Red Sox come back to beat Yankees in 10 innings
If the Yankees are going to win without Aaron Judge, they are going to have to play crisp baseball. They did not do that on Sunday night in a 3-2, 10-inning loss to the Red Sox before a sellout crowd of 46,138 at Yankee Stadium.
The Yankees led 2-1 in the eighth, but a defensive lapse by Gleyber Torres helped the Red Sox tie it. Two innings earlier, as the Yankees tried to stretch a one-run lead, Anthony Rizzo was picked off second base.
Those two mistakes by themselves are not why the Yankees lost. But they are the kinds of mistakes the Yankees cannot afford to make with Judge sidelined indefinitely with a sprained big toe.
The Yankees fell to 3-4 since the loss of Judge. Asked by Newsday after the game when his injured toe might let him play again, he said: “When it feels better. It’s a process.”
Enrique Hernandez gave the Red Sox the lead against Ron Marinaccio (2-3) in the top of the 10th with a one-out RBI single past a drawn-in and diving Anthony Volpe. Ghost runner/pinch runner Adam Duvall scored from third.
The Yankees, who dropped the rubber game against their historic rivals, could not get their ghost runner home in the bottom of the 10th against righthander Chris Martin.
Billy McKinney — who made a leaping catch near the leftfield wall to end the top of the 10th — hit a fly ball to right that sent ghost runner DJ LeMahieu to third. But Jose Trevino and Volpe, in his first at-bat of the night, both struck out to end it.
“It’s obviously frustrating,” said Clarke Schmidt, who allowed one run in 5 1⁄3 innings. “You don’t want to drop the series, especially at home and then obviously to these guys.”
The Yankees, who did not homer for the first time in nine games, scored seven runs in the series. So did Boston.
The Yankees are off on Monday. They will visit Citi Field starting Tuesday for a two-game Subway Series against the reeling Mets. The pitching matchups: Luis Severino vs. Max Scherzer on Tuesday and Gerrit Cole vs. Justin Verlander on Wednesday.
The Yankees were nursing a 2-1 lead in the eighth when Hernandez led off with a single to left. McKinney fielded it and fired to second on a bounce, and the Yankees watched in horror as Torres allowed the throw to sail past him without making any perceptible effort to move his glove or shift his body to catch it.
Hernandez took second as Rizzo retrieved the ball up the first-base line in foul territory. Torres was charged with an error.
Michael King then walked Reese McGuire. Pablo Reyes sacrificed the runners along and the tying run scored on a grounder to second by Jarren Durran.
If not for the Torres error, the run that made it 2-2 might not have scored. But because King walked McGuire, the run counted as earned.
“It’s on me,” Torres said. “He made a throw straight to the bag and I think I was looking too fast [at] the runner and then missed the ball. That’s on me.”
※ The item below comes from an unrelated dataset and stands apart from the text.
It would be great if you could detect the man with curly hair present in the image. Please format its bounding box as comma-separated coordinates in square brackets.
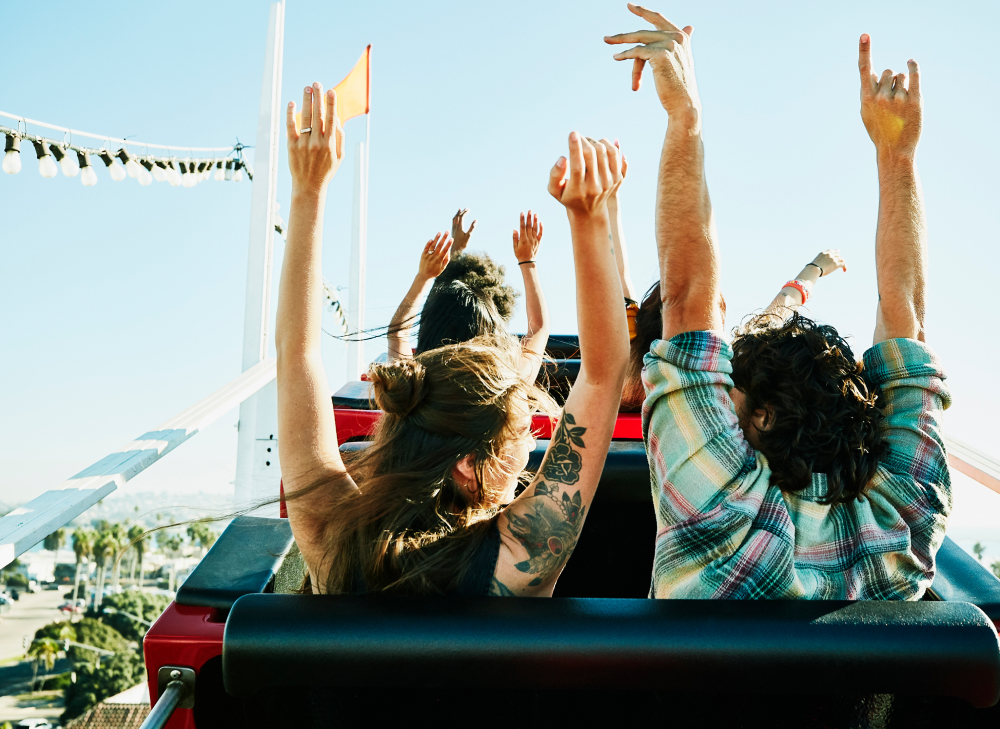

Asked what he would have done differently, Torres said: “Catch the ball.”
Said manager Aaron Boone: “We’ve got to be more careful with the ball. I just looked at [the error] . . . We’ll work through it . . . One of the things Gleyber does really well defensively, he plays the game with ease, so you’ve got to strike that balance. But we’ve got to be careful there. That can’t get on you like that. Whether it’s off-line or not a little bit, you’ve got to be in position to handle a little bit off-line there.”
After Justin Turner led off the second with a home run off Schmidt to give the Red Sox a 1-0 lead, the Yankees got lucky in the bottom half to take the lead.
With runners on second and third and two outs, Trevino hit a grounder up the middle. Hernandez, the second baseman, was waiting for the ball in the hopes of turning it into an inning-ending out, but the ball had other ideas. It banged off second base and into centerfield for a two-run single.
Red Sox righthander Brayan Bello held the Yankees to three hits and those two gift runs in seven innings. The Red Sox wound up outhitting the Yankees 7-3.